Multimodal learning and attention mechanisms are currently hot topics in deep learning research, and cross-attention fusion serves as a convergence point for these two fields, offering significant development space and innovation opportunities.
As a crucial component of multimodal fusion, cross-attention fusion establishes connections between different modules through attention mechanisms, facilitating the exchange and integration of information, thereby enhancing the model’s ability to handle complex tasks and demonstrating its powerful advantages in multimodal learning and clustering analysis.
This article reviews 13 technical achievements related to cross-attention fusion, including the latest research from 2024. I have organized the source articles and code for these modules, hoping to contribute to your papers.
Scan to add Xiao Xiang, reply “Cross Attention”
Getallpapers + module code for free
1. Rethinking Cross-Attention for Infrared and Visible Image Fusion
Method: This paper proposes an end-to-end ATFuse network for fusing infrared images. By introducing a Difference Information Injection Module (DIIM) based on the cross-attention mechanism, it can explore the unique features of source images separately. Additionally, the authors applied an Alternating Common Information Injection Module (ACIIM) to adequately retain common information in the final results. To train ATFuse, the authors designed a segmentation pixel loss function composed of different pixel intensity constraints to achieve a good balance of texture details and brightness information in the fusion results.
Innovations:
-
An end-to-end ATFuse network for fusing IV images has been proposed. Extensive experiments conducted on multiple datasets demonstrate that the proposed ATFuse method exhibits good performance and generalization capability. -
A Difference Information Injection Module (DIIM) based on the cross-attention mechanism has been proposed. This DIIM can explore the unique features of source images separately. -
An Alternating Common Information Injection Module (ACIIM) is applied in the proposed framework, ensuring that common information is adequately retained in the final results. -
A segmentation pixel loss function composed of different pixel intensity constraints is designed to train ATFuse, aiming for a good trade-off between texture details and brightness information in the fusion results.
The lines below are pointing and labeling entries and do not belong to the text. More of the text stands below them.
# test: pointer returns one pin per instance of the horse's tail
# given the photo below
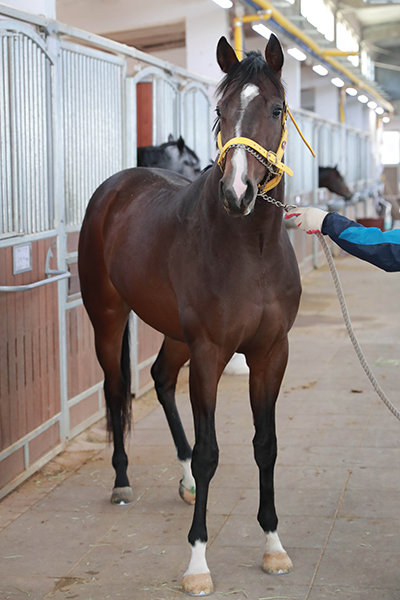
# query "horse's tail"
(126, 395)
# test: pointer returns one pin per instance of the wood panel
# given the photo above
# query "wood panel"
(29, 355)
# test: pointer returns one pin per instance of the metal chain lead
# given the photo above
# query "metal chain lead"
(278, 203)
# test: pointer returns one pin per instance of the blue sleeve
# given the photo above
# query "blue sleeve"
(380, 248)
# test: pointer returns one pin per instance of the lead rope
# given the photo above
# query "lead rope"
(345, 312)
(350, 331)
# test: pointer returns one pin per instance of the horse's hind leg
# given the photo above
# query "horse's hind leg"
(112, 348)
(165, 371)
(265, 380)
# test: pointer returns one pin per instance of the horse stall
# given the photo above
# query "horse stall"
(73, 108)
(69, 110)
(334, 144)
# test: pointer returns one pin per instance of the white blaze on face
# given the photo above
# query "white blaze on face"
(239, 158)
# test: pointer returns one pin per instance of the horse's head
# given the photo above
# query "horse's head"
(251, 106)
(181, 159)
(330, 178)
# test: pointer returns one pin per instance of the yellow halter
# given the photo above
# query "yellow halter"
(270, 159)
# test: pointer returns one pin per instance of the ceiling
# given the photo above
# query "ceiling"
(376, 22)
(380, 29)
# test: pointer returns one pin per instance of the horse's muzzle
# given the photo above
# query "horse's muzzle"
(237, 204)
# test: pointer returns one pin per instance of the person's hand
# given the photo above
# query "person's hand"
(309, 219)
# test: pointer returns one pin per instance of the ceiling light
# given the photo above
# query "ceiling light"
(261, 29)
(297, 54)
(224, 3)
(337, 81)
(320, 69)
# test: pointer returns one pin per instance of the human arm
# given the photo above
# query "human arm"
(380, 248)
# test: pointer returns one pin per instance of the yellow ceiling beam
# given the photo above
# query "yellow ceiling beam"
(273, 13)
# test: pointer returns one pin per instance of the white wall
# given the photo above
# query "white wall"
(46, 8)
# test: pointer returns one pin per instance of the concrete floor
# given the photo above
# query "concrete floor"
(337, 480)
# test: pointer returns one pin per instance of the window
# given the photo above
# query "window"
(391, 148)
(319, 14)
(347, 41)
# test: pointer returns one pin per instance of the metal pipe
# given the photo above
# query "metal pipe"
(35, 284)
(314, 47)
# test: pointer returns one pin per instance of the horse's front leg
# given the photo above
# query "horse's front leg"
(205, 371)
(265, 380)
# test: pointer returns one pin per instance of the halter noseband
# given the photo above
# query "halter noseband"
(272, 160)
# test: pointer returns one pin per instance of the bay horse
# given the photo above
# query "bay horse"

2. ICAFusion: Iterative Cross-Attention Guided Feature Fusion for Multispectral Object Detection
Method: The authors propose a novel dual cross-attention feature fusion method for multispectral object detection, aggregating complementary information from RGB and thermal infrared images. This method includes three phases: single-modal feature extraction, dual-modal feature fusion, and detection. In the single-modal feature extraction phase, features from RGB and thermal infrared images are extracted separately. In the dual-modal feature fusion phase, features from different branches are aggregated through the cross-attention mechanism. Finally, the fused features are input into the detector for multi-scale feature fusion, classification, and regression.
Innovations:
-
A dual cross-attention transformer feature fusion framework is proposed, modeling global feature interactions and simultaneously capturing complementary information between modalities. The query-guided cross-attention mechanism enhances the discernibility of object features, thereby improving performance. -
An iterative interaction mechanism is proposed, which reduces model complexity and computational costs by sharing parameters between block-based multimodal transformers. This iterative learning strategy further improves model performance without increasing learnable parameters.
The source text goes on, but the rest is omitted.